The main aim of this paper is to propose the new formulation for a four node degenerated shell element based on the assumed covariant strain method.
The original Mindlin-type plate and shell elements perform reasonably well for moderately thick shell situations. However, for thin shells when full integration is used to evaluate the stiffness matrix, overstiff solutions are often produced due to shear and membrane locking. To alleviate these deficiencies, several methods have been proposed by many investigators in the past such as the selective and reduced integration schemes, heterosis elements, stabilization methods, and discrete Kirchhoff elements, etc. These approaches, however, provide a number of distinct limitations. The selective or reduced integration scheme is not always successful in overcoming the locking problem and thus the resulting solutions may be overstiff for problems with highly constrained boundaries when coarse meshes are used in particular. Furthermore, for the problems with lightly constrained boundaries, these schemes may engender the rank deficiency. Heterosis elements exhibit the overstiffening effect for the problem with irregular mesh. The stabilization methods involve certain parameters which still lack appropriate physical interpretations. Discrete Kirchhoff elements do not include the transverse shear deformation effect by incorporating the Kirchhoff hypothesis and therefore still circumvent the membrane locking. There is still no general consensus in favor of a particular approach due to its aforementioned inherent limitations.

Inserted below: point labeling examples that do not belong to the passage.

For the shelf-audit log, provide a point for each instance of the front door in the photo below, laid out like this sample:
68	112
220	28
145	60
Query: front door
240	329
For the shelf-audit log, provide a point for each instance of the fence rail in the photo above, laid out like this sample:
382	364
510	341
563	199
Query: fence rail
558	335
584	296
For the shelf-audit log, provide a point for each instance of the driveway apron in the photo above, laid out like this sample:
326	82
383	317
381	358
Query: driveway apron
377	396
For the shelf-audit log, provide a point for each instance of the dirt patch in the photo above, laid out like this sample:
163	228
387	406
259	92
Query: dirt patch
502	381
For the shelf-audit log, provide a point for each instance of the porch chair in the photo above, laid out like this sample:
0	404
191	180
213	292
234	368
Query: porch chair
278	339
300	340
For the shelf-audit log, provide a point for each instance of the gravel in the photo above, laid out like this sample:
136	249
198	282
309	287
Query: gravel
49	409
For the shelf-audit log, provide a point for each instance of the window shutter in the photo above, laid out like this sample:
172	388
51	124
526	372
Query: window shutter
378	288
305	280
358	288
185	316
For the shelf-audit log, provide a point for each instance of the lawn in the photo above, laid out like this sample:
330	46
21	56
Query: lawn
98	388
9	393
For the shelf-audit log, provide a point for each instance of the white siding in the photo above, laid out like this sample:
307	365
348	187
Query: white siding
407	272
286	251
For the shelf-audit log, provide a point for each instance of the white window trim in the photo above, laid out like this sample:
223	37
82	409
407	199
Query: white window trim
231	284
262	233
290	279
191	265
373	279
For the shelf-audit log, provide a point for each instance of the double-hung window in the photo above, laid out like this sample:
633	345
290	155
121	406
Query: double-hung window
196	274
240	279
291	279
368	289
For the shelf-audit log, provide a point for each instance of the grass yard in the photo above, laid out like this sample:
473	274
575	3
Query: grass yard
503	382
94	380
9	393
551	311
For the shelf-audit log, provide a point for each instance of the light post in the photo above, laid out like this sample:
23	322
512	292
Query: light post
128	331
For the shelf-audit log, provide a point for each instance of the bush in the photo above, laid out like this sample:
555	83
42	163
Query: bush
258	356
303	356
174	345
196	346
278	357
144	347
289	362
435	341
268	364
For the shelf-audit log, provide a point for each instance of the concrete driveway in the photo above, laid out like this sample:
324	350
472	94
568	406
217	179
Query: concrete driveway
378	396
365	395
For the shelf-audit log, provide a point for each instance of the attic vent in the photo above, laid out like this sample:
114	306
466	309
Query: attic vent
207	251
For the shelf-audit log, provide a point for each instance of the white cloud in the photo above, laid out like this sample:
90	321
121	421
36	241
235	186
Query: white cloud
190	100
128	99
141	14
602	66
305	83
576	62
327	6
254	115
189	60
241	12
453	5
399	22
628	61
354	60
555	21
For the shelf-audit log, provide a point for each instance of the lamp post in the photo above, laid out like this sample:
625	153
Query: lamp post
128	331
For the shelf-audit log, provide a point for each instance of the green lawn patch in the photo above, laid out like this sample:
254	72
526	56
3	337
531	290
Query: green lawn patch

Lately, Dvorkin and Bathe, Park and Stanley, Huang and Hinton, Jang and Pinsky have developed various elements based on the assumed strain methods. The first two elements seem to be among the best available 4 node shell elements. The four node element proposed by Park and Stanley uses the assumed strains for all the strain components, i.e. membrane, bending and transverse shear strains. But because the assumed bending strain cannot satisfy the rigid body motion condition, this element locks the solution for a pinched hemispherical shell problem unless the reduced one-point integration is invoked. And this element has a restriction on transverse shear deformations and the application to the laminated composite shell because of the thickness pre-integration. Another four node element developed by Dvorkin and Bathe uses assumed strains only for the transverse shear components, but not for the membrane components because the membrane strain cannot be decoupled from the in-plane strain in their element. Therefore, this element is still overstiff for the membrane behavior.
In this paper, a simple and efficient four node degenerated shell element which overcomes aforementioned drawbacks is proposed. This element uses the assumed strain concept in terms of covariant strains referred to the element natural coordinate system. In formulation of the element, the assumed shear strains are used to avoid the shear locking. The covariant membrane strains are separated from the covariant in-plane strains which consist of the combination of the membrane and bending strains by mid-surface interpolation. With these separated strains, it is now possible to use the assumed membrane strains to alleviate the membrane locking by eliminating the violation in the rigid body motion condition caused by applying assumed bending strains.
Since this element is used under the three dimensional stress-strain condition, this element is applicable to both thin and thick shells and can be easily implemented into the existing finite element analysis program by minimum modification. Numerical examples are presented to evaluate the performance of the new element developed. The proposed element has no hourglass modes and the numerical results indicate that this element has a rapid convergence, provides a reasonable accuracy for the stresses, and also improves the membrane bending behavior of the shell.
Subsequently the new element is also extended to the geometrically or materially nonlinear analysis of shell structures undergoing large deformation in conjunction with the total Lagrangian scheme. The nonlinear equilibrium equations are solved by using the Newton-Raphson method combined with the arc-length control. Numerical tests show that this new degenerated shell element provides robustness and accuracy for nonlinear problems.